Sam taught me about compassion. He had such soft fur around his neck and checks and I think each of us has cried tears into that fur from time to time. He was always willing to cuddle or comfort anyone who needed it, becoming a gentle giant and a steady presence. I remember burying my face in that fur so many times over the trials of the past few years and finding comfort in the slow steady beat of his big heart. Sam kept everyone’s secrets and always seemed to understand what couldn’t be spoken, keeping confidences of two kids navigating from childhood into their teen years. He also had an uncanny knack for knowing when I was coming down with something and herding me off to bed, even before I knew I was getting sick. He tried to take care of everyone.

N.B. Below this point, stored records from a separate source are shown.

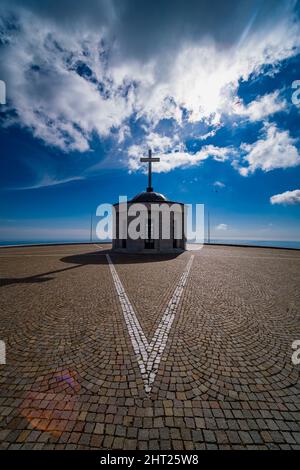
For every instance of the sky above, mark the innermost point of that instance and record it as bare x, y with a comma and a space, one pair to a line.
212, 87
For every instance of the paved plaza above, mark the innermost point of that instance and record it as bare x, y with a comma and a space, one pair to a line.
187, 351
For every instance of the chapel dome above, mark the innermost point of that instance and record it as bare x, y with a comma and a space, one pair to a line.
149, 196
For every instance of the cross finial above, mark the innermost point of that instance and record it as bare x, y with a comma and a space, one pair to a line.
150, 160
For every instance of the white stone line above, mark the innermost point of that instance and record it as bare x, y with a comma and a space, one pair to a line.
138, 339
159, 340
149, 355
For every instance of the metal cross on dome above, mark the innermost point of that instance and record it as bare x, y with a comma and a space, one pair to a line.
150, 160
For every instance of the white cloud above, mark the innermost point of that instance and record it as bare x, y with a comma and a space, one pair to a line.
199, 73
261, 107
286, 198
219, 184
276, 149
173, 155
222, 227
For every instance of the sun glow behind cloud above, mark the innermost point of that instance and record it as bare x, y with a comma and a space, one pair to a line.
72, 81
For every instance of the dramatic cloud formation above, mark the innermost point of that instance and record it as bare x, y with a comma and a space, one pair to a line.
76, 72
286, 198
222, 227
261, 108
219, 184
275, 150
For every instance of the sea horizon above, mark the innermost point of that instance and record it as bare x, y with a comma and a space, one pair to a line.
248, 242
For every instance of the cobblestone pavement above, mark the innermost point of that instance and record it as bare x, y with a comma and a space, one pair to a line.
224, 379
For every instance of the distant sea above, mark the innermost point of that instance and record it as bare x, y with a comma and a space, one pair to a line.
271, 243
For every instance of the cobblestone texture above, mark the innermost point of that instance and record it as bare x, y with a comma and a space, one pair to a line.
225, 378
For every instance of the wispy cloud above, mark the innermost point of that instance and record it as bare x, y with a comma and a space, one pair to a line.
74, 72
286, 198
276, 149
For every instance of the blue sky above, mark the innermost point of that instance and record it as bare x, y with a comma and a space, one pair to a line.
90, 89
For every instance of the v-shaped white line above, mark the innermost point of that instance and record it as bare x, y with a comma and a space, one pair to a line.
149, 354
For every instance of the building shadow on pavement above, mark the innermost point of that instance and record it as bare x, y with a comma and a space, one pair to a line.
88, 258
99, 257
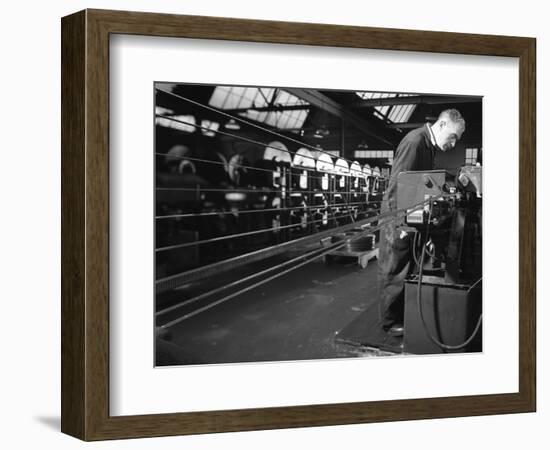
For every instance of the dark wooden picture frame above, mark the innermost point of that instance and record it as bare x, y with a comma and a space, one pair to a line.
85, 224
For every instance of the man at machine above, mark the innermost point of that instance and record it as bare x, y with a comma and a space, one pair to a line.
415, 152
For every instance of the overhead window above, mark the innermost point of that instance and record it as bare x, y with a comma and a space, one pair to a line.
255, 101
391, 113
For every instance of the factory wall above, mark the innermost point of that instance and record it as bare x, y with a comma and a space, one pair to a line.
30, 287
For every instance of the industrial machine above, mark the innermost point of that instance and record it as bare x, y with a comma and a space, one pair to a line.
443, 293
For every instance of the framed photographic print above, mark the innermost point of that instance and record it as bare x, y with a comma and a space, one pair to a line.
270, 224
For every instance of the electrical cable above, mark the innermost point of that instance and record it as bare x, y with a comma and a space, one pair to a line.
419, 303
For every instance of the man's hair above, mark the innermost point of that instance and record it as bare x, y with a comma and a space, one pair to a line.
453, 115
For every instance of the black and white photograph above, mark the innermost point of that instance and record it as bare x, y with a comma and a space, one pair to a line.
305, 224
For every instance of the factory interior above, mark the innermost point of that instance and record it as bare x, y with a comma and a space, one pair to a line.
268, 217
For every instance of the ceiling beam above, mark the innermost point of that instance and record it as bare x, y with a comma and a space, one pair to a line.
327, 104
268, 108
415, 100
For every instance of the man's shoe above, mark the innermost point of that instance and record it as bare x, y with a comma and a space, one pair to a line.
396, 330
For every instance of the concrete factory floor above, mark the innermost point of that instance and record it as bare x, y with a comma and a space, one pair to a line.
294, 317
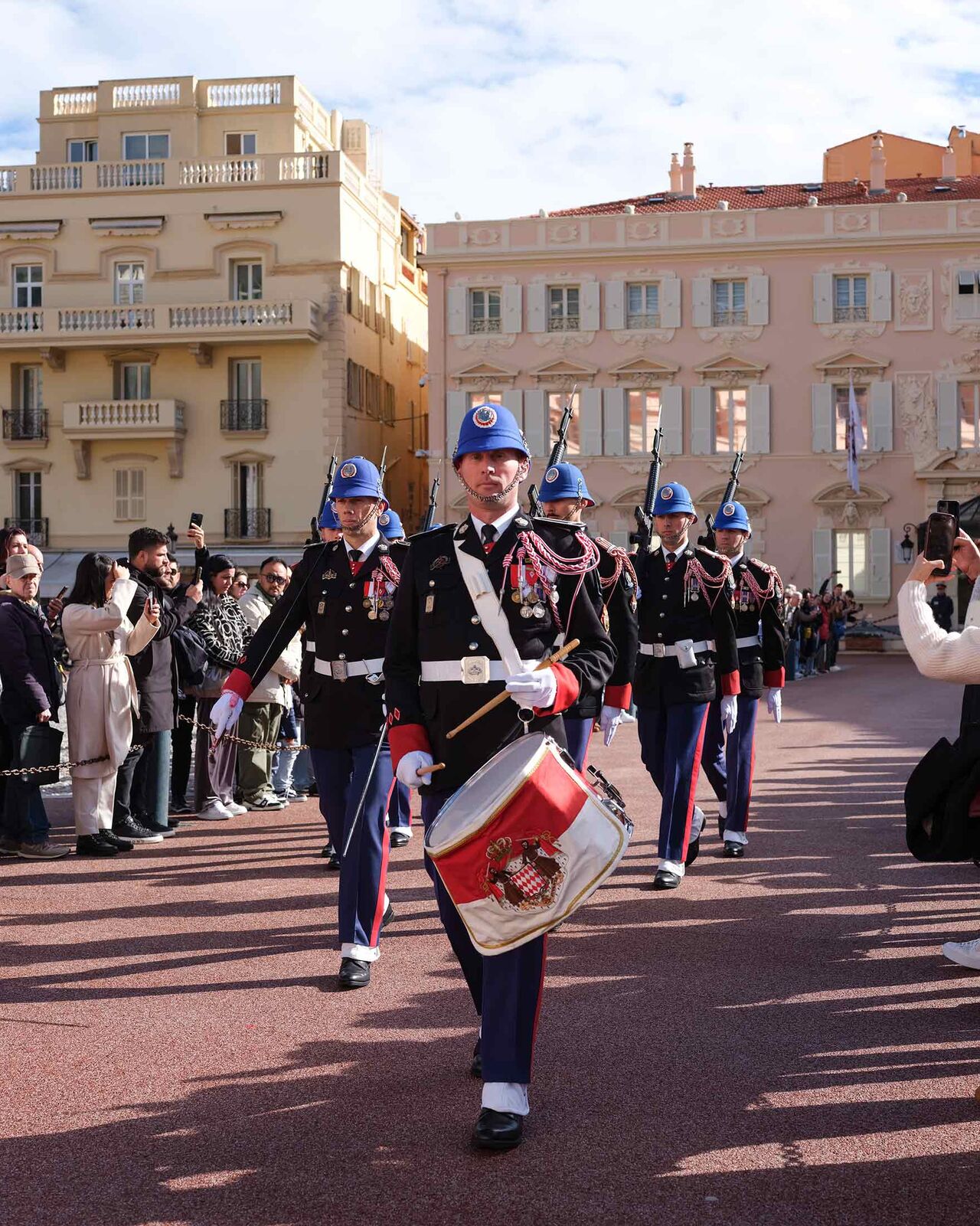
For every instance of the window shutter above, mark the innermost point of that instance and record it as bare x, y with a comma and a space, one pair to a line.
880, 587
824, 544
824, 298
701, 420
701, 302
671, 420
822, 414
759, 299
757, 411
614, 420
514, 400
456, 310
881, 297
616, 304
537, 313
947, 414
536, 422
671, 302
456, 406
880, 417
510, 309
588, 313
591, 420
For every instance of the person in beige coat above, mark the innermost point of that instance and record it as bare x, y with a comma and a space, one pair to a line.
102, 693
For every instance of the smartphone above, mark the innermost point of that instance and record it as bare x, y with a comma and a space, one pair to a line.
941, 532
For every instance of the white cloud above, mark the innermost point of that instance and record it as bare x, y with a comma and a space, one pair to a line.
500, 108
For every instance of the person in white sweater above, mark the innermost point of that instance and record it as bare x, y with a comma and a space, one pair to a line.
945, 655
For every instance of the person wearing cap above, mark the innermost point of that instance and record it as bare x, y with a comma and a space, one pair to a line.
763, 659
345, 593
688, 655
31, 694
564, 497
438, 638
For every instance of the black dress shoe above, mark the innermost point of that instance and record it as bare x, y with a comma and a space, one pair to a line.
498, 1130
354, 973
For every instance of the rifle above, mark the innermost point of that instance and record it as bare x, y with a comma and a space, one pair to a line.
730, 488
643, 514
557, 451
430, 514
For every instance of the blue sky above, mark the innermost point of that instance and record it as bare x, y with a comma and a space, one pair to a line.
501, 108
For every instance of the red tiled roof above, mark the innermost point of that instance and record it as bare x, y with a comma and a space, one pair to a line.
787, 195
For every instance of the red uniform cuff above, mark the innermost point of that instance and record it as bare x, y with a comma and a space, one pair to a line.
404, 738
238, 683
732, 683
567, 694
619, 695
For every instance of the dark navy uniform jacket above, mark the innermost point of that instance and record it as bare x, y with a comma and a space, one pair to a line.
665, 617
763, 663
328, 599
435, 620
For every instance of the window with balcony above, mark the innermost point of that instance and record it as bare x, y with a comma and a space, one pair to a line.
643, 417
842, 414
730, 420
728, 303
28, 285
247, 280
563, 309
130, 493
128, 285
643, 306
851, 299
484, 310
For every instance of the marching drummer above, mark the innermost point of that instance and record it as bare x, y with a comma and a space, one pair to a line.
345, 593
536, 568
763, 657
564, 497
686, 655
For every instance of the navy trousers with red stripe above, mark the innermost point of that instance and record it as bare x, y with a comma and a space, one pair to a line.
671, 741
341, 775
506, 989
729, 764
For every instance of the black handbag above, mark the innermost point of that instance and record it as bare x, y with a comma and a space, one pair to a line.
40, 746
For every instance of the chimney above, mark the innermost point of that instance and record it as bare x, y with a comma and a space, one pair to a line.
675, 175
877, 165
688, 172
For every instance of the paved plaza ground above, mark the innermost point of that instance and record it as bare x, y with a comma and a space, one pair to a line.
777, 1042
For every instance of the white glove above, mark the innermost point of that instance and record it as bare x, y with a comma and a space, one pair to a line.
609, 721
410, 765
224, 714
533, 689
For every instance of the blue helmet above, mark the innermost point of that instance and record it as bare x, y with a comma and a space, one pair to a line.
358, 479
489, 428
733, 515
390, 525
565, 481
671, 498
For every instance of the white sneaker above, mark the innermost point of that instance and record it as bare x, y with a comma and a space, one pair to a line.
214, 812
965, 953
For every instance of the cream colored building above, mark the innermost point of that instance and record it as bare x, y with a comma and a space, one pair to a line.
202, 286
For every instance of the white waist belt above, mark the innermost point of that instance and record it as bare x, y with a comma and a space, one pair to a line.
667, 649
452, 669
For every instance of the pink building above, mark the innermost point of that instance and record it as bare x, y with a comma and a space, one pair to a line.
737, 316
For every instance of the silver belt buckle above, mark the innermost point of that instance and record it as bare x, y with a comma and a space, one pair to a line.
475, 669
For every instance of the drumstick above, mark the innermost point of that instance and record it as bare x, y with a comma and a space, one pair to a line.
500, 698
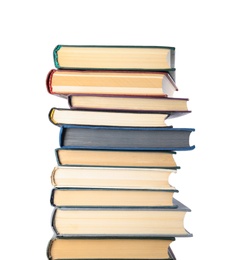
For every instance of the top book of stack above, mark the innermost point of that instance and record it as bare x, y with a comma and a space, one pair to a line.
115, 70
101, 57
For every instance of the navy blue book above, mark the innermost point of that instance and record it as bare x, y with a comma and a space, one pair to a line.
125, 138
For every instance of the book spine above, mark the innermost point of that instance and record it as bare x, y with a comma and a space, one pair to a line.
52, 176
49, 247
53, 222
52, 196
61, 136
49, 81
57, 157
51, 116
55, 56
69, 101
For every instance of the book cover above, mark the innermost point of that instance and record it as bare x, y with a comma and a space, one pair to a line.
153, 58
112, 197
111, 177
115, 158
121, 222
125, 138
152, 104
65, 116
70, 248
65, 82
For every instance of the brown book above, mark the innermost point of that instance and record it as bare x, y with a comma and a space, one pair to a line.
110, 248
114, 158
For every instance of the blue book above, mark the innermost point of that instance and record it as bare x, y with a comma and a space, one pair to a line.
125, 138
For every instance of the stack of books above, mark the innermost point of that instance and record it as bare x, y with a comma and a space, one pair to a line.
111, 194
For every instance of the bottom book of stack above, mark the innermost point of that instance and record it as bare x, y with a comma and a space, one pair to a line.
114, 213
110, 248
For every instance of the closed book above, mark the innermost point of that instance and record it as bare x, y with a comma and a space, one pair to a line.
129, 103
121, 222
112, 197
111, 177
60, 248
115, 57
125, 138
65, 116
62, 82
115, 158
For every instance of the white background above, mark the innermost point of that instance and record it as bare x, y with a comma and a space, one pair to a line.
207, 37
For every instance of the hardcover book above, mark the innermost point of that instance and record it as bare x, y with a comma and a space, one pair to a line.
129, 103
125, 138
63, 82
111, 177
154, 58
60, 248
112, 197
65, 116
121, 222
114, 158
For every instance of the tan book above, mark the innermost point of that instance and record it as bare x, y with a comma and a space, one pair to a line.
129, 103
66, 82
114, 57
122, 221
112, 197
65, 116
110, 248
111, 177
111, 158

From Sam I learned about the lighter side of life, too. While he was a pretty serious dog, he also sometimes had a goofy side. It was more subtle than our corgi’s clowning. Sometimes he’d groan from under the table at just the right moment in a conversation and send us all into fits of laughter. He loved to romp and play in snow and would have preferred to stay outside in the cold. When he’d get playful he could clear a flight of stairs in 2 bounds or an entire room and turn on a dime. He wasn’t a big drooler, but when he did, it was usually pretty funny, as were his “floogies” that would happen in winter, long strings of drool that generally seemed to land on the exact person who was most trying to avoid them.
Last night, Sam brought me his last lesson as he laid in my arms, calm and trusting, and slipped away. He was teaching me how to let go with love, which is a hard lesson, but one that is so timely in my life right now as I slowly let my kids out into the world and also grow older myself. It’s a lesson I’m bound to repeat again and again as the years go on. Sam was a noble creature right to the very end, laying in my lap and trusting me as he breathed his last and passing without fear or doubt or regret, listening to words telling him he’d done the job of being a dog well. I couldn’t help but think that I could only hope that one day, when I’m very old and gray, that I will meet my end as gracefully and peacefully and with the assurance that I was good as well.
Rest well, Sam. You kept your herd safe and deserve a well-earned rest.